Tutorial
12 min read

Modern Data Platform - the what's, why's and how's? Demystifying the buzzword

Nowadays, data is seen as a crucial resource used to make business more efficient and competitive. It is impossible to imagine a modern company without taking care of its data and using it to its full potential. Capturing, storing and processing the datasets in an efficient and reliable way has always been a challenge, especially when there is the need to handle large data volumes, provide a quicker response time and accommodate various use cases. 

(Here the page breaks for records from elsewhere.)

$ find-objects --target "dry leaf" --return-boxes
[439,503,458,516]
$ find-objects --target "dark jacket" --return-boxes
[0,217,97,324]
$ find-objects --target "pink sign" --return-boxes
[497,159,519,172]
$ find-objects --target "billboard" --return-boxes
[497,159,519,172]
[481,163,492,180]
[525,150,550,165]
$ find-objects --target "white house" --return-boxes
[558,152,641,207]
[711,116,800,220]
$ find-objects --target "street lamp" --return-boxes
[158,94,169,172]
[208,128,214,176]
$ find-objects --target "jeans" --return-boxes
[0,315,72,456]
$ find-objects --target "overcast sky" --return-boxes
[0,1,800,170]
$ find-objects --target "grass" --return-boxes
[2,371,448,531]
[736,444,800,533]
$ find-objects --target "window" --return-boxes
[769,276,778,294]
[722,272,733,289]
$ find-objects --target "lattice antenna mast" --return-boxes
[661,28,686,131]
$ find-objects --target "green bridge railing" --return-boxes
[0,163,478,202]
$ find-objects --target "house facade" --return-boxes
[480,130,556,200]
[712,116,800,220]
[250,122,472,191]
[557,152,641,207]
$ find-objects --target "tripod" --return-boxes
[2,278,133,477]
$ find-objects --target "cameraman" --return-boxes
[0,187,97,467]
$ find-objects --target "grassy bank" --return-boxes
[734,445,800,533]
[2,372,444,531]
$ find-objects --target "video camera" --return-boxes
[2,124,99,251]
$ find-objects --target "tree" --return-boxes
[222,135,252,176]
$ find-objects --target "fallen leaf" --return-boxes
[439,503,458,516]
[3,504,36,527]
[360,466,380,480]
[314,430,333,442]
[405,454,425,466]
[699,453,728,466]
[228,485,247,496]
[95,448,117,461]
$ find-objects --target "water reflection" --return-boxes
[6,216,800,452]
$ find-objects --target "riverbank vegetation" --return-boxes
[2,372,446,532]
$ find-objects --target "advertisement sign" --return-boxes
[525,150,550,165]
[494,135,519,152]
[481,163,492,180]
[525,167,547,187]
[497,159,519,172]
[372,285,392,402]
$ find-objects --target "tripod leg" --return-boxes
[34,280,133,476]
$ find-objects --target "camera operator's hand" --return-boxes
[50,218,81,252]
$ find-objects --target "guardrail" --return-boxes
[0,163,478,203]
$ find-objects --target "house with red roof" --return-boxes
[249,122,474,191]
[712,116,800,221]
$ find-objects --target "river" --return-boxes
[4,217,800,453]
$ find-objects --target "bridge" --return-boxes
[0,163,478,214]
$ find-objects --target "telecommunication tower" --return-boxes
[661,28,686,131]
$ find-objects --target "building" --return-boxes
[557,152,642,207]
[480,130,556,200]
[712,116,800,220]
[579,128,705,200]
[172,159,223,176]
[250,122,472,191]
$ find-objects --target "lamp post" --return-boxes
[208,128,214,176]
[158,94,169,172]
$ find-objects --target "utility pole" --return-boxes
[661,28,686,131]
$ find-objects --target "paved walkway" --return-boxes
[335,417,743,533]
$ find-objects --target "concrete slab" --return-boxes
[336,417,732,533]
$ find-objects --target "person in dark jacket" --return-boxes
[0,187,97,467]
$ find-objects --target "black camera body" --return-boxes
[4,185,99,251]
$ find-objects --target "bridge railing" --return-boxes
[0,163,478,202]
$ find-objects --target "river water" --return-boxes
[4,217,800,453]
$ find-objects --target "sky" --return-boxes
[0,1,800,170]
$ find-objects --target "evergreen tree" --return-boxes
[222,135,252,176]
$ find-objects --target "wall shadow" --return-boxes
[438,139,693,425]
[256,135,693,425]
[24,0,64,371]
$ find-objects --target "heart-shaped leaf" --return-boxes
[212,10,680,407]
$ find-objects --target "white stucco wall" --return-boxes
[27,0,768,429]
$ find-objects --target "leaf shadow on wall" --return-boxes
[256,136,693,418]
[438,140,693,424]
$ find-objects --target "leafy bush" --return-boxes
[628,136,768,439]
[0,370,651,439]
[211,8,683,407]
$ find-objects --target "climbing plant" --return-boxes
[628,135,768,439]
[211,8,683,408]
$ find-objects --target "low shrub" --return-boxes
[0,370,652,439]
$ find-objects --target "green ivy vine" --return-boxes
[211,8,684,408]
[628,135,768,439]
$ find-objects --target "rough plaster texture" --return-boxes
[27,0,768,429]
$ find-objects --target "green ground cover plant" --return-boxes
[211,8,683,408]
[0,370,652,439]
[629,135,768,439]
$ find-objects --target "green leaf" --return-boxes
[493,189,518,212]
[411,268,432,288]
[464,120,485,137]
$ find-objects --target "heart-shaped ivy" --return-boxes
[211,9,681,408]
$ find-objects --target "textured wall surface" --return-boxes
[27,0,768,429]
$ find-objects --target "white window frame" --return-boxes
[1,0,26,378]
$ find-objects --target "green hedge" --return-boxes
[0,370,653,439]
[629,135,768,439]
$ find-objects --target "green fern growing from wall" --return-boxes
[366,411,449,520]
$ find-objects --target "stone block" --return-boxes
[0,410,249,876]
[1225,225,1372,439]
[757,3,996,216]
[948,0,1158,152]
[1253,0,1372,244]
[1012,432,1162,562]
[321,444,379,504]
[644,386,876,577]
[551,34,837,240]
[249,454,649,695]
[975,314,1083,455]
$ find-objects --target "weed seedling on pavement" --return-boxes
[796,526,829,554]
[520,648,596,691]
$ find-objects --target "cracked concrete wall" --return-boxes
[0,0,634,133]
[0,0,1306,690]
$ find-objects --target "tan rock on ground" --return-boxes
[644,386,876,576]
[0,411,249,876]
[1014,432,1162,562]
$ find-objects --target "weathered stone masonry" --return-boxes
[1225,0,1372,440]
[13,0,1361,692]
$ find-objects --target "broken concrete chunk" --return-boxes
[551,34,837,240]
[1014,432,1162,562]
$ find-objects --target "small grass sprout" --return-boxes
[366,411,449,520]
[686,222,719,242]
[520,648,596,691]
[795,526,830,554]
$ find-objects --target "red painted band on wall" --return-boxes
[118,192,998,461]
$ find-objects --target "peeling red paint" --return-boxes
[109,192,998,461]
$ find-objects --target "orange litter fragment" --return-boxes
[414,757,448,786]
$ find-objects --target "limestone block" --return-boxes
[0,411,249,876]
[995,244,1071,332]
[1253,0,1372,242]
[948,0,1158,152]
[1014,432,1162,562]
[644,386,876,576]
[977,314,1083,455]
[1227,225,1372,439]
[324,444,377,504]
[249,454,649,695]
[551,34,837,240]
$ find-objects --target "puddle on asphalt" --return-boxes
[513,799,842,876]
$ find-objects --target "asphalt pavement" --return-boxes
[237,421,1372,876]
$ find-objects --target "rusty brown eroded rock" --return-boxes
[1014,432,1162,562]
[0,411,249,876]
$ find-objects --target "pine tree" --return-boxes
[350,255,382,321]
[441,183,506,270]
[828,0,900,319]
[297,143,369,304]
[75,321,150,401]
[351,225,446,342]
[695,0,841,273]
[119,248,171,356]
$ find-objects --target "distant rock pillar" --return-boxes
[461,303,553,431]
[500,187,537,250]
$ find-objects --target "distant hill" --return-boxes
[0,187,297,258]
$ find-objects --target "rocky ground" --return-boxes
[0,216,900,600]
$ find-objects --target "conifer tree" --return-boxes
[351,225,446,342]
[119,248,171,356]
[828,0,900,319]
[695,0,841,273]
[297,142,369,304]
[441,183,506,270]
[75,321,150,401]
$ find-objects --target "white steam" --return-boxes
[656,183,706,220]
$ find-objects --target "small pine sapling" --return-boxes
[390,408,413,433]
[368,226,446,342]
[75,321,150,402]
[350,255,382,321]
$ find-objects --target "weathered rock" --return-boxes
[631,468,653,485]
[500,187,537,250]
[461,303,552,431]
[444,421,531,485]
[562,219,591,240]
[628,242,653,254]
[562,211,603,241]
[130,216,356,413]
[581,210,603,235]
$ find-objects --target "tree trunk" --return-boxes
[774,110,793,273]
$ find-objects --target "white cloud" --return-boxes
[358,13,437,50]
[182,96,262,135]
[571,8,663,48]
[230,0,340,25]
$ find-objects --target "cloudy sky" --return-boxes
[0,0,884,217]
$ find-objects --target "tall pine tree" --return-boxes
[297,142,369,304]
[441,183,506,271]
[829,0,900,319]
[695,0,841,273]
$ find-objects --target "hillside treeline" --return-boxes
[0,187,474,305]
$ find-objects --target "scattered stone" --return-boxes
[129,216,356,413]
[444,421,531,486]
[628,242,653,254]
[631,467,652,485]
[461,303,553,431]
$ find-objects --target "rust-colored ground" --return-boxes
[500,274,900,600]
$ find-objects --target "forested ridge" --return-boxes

Over time, the industry response to these challenges has evolved and in this blog post we will try to identify some of the changes that can be observed in data-related projects. We won’t dive  deep into the technical details of any of the tools or frameworks but rather focus on the overall trends and identify some key characteristics of a modern data platform.

Modern Data Platform

There are some visible changes in the area of developing data platforms, which means a set of tools allowing to process data assets. Fast changing requirements and working in an agile environment require a well defined development process. Modern tools to develop data processing pipelines borrow a lot from software engineering practices - promote using tests, automatic deployment and support for multiple environments. Central code repository, code review process for all layers of the final solutions, starting from infrastructure (IaaC) to pipeline orchestration and ETL/ELT job definition definitely make the whole process much more reliable.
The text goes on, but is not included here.